The other recommendation from the AFMC is to favour Canadian graduates in second-round matches. Currently second-round spots are available equally to both graduates of Canadian and international medical schools.
Dr. Geneviève Moineau, president and chief executive officer of AFMC, says that under the current system, many Canadian graduates are perfectly qualified for placements for which they are being denied.
“In fact 30 to 50 per cent of those residual spots are actually filled by [medical graduates from international schools],” she says. “Yet, of the Canadian medical graduates who are unmatched, the vast majority were actually ranked by a program, meaning they were deemed to be a competent candidate for whatever specialty they were applying to.”
The AFMC says that putting a stop to this pooling of Canadian and international placements would help alleviate the situation, and ensure that the graduates, who cost taxpayers around $250,000 apiece to put through medical school, can actually be matched.
One of the other criticisms of the current system is the number of residencies that remained unfulfilled in Quebec. Many of those positions are only open to graduates who can speak French, and in 2018, 69 positions remained unfulfilled after the second iteration, according to Dr. Hélène Boisjoly, dean of the faculty of medicine at the University of Montreal and chair of the conference of deans of faculties of medicine in Quebec.

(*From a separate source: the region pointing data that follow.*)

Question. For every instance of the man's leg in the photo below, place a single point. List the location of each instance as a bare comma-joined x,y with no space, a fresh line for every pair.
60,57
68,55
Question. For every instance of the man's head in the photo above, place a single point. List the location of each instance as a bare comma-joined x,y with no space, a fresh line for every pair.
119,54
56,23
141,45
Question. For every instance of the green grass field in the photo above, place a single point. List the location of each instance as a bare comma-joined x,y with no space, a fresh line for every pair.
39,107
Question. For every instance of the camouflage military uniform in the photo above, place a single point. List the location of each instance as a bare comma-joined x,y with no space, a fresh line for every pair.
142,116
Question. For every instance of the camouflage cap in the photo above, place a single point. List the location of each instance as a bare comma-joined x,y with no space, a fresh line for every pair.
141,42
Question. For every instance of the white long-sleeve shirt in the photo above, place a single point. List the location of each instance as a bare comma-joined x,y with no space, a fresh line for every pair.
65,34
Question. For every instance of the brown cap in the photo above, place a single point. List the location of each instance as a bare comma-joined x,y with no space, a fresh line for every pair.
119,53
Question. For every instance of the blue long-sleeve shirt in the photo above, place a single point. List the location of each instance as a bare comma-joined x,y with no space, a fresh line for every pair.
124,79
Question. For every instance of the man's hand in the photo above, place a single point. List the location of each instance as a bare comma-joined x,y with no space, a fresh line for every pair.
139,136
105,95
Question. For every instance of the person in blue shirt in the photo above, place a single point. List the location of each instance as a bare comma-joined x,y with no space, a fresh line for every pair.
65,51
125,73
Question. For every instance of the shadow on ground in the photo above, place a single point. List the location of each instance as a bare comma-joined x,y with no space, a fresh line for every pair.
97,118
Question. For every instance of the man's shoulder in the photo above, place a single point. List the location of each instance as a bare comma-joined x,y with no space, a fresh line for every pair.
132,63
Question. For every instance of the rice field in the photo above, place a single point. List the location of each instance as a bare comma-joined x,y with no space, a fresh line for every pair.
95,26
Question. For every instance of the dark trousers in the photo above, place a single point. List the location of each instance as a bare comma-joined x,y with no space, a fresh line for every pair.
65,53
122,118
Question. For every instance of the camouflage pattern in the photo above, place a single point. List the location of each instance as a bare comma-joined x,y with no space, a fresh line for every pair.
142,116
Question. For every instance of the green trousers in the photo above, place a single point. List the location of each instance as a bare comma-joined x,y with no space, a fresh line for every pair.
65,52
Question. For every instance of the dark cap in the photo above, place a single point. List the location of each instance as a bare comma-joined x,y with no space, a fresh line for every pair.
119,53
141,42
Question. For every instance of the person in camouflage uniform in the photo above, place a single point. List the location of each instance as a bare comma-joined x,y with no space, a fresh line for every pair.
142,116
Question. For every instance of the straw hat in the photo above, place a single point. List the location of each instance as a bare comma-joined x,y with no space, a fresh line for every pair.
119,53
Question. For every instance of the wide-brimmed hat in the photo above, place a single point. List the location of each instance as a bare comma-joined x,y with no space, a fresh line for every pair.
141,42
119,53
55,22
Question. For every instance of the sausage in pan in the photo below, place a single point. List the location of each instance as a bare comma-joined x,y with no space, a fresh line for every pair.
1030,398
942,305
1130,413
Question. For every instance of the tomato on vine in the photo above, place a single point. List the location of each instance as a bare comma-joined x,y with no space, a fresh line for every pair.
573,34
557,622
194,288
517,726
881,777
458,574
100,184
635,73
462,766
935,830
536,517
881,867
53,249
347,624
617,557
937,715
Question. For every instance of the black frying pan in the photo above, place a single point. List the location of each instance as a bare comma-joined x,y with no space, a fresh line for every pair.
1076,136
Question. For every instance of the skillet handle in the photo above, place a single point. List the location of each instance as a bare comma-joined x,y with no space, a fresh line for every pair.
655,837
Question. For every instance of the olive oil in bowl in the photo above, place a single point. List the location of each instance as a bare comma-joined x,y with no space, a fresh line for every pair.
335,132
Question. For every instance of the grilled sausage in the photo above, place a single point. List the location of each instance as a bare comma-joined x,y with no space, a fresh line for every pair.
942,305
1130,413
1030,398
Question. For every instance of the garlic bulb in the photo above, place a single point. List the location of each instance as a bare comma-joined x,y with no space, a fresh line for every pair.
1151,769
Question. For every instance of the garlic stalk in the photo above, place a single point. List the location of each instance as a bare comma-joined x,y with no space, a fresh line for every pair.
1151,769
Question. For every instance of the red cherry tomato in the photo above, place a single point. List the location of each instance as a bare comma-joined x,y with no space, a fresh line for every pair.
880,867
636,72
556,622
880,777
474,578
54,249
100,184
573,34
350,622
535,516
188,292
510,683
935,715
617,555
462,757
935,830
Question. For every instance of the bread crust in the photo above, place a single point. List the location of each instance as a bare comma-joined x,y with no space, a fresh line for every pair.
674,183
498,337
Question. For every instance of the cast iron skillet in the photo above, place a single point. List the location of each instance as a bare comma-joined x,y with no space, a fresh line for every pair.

Henry Annan, president of the Canadian Federation of Medical Students, says the matching system works in principle. However, like the AFMC, the CFMS is advocating for a greater number of residency positions to clear the logjam.
The fourth-year medical student at Dalhousie University in Halifax also says that more can be done to ensure that positions in less popular disciplines, such as family medicine, and those situated in more rural locales are filled.
At the University of British Columbia, 44 per cent of its matched students are pursuing family medicine. Dr. Roger Wong, executive associate dean at the UBC faculty of medicine, says the university emphasizes the concept of social accountability to encourage students to pursue disciplines that correspond with societal needs.
“From that social contract point of view, family doctors are absolutely needed,” he says. “People’s choices, people may choose family medicine or may choose other things.”